Abstract

Objective: Several single nucleotide polymorphisms (SNPs) of the insulin-like growth factor 1 (IGF-1) gene have been reported to be associated with circulating IGF-1 serum concentrations. Variance in IGF-1 concentrations due to genetic variations may be responsible for different response to growth hormone (GH) treatment. Aim of this study was to test if common IGF-1 gene polymorphisms are associated with the individually required GH-dose in adults with GH-deficiency (GHD).
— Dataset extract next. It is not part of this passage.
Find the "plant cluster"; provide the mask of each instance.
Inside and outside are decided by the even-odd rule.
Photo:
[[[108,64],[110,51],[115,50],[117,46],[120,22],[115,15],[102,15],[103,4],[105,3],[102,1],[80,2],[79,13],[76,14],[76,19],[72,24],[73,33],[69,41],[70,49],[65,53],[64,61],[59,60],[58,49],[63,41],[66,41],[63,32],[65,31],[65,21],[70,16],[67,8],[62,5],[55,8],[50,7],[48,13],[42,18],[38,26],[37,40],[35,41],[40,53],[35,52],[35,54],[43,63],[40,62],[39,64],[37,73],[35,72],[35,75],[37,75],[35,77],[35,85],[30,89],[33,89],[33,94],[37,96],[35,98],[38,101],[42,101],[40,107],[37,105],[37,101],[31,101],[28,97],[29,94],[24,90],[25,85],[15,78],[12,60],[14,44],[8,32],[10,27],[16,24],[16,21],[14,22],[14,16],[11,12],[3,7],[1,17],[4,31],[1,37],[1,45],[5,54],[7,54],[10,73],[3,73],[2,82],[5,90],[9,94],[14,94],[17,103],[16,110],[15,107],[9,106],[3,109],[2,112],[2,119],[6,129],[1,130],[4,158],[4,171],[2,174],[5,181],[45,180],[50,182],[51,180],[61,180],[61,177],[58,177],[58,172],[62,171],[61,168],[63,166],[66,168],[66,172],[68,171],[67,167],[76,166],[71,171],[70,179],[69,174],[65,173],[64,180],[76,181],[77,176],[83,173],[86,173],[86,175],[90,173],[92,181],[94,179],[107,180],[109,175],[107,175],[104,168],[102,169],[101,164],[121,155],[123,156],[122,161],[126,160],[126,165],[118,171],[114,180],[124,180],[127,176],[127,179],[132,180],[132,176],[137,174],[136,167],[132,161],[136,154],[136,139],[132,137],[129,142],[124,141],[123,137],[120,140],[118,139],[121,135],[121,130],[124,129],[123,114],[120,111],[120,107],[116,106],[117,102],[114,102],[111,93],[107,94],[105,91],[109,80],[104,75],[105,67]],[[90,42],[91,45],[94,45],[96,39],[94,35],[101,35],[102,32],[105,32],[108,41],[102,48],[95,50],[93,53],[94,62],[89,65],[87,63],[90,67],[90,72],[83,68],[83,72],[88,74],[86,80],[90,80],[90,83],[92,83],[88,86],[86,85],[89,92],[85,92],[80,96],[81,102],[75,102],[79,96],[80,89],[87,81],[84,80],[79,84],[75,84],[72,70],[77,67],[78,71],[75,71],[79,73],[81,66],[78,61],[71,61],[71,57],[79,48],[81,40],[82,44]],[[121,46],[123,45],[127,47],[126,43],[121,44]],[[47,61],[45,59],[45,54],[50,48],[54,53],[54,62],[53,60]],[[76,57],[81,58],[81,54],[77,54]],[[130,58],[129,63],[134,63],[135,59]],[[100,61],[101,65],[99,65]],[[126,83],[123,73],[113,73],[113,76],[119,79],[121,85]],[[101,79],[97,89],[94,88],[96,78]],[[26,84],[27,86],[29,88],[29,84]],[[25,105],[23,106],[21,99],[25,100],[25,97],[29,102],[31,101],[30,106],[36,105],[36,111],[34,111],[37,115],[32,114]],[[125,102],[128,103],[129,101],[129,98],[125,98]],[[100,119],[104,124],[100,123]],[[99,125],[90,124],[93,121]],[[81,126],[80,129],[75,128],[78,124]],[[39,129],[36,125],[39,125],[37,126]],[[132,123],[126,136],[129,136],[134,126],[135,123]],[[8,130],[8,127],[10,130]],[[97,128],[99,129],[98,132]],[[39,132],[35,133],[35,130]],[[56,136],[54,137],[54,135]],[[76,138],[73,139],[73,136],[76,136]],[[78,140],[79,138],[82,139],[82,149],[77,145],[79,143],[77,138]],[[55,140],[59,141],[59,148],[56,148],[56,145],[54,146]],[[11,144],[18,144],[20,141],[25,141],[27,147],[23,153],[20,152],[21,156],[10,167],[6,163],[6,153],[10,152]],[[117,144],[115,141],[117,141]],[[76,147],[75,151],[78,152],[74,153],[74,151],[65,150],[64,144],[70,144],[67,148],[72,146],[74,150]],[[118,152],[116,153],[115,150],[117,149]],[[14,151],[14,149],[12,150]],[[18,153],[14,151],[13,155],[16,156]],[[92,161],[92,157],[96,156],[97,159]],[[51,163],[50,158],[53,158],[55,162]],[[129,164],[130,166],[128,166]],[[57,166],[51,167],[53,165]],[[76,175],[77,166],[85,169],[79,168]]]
Patients and Methods: Nine tagging and five additionally selected SNPs were determined in 133 German adult patients (66 men, 67 women; mean age 45,4 years±13,1 SD; majority Caucasian) with GHD of different origin, derived from the prospective KIMS Pharmacogenetics Study. Patients received GH-treatment for at least 12 months with finished dose-titration of GH and centralized IGF-1 measurements. GH-dose after one year of treatment, IGF-1 concentrations, IGF-1-SDS and anthropometric data were analyzed by genotype. Results: Concerning etiology, gender, age and anthropometric data, study subjects showed no significant differences by genotype. The 14 SNPs revealed likewise no significant associations with the GH-dose, IGF-1 serum concentrations, IGF-1-SDS and the IGF-1/GH ratio. Conclusion: Common IGF-1 gene polymorphisms were not associated with the responsiveness to exogenous GH in GH-deficient adults. Therefore, genetic variations of the IGF-1 gene seem not to be major influencing factors of the GH-IGF-axis causing variable response to exogenous GH-treatment.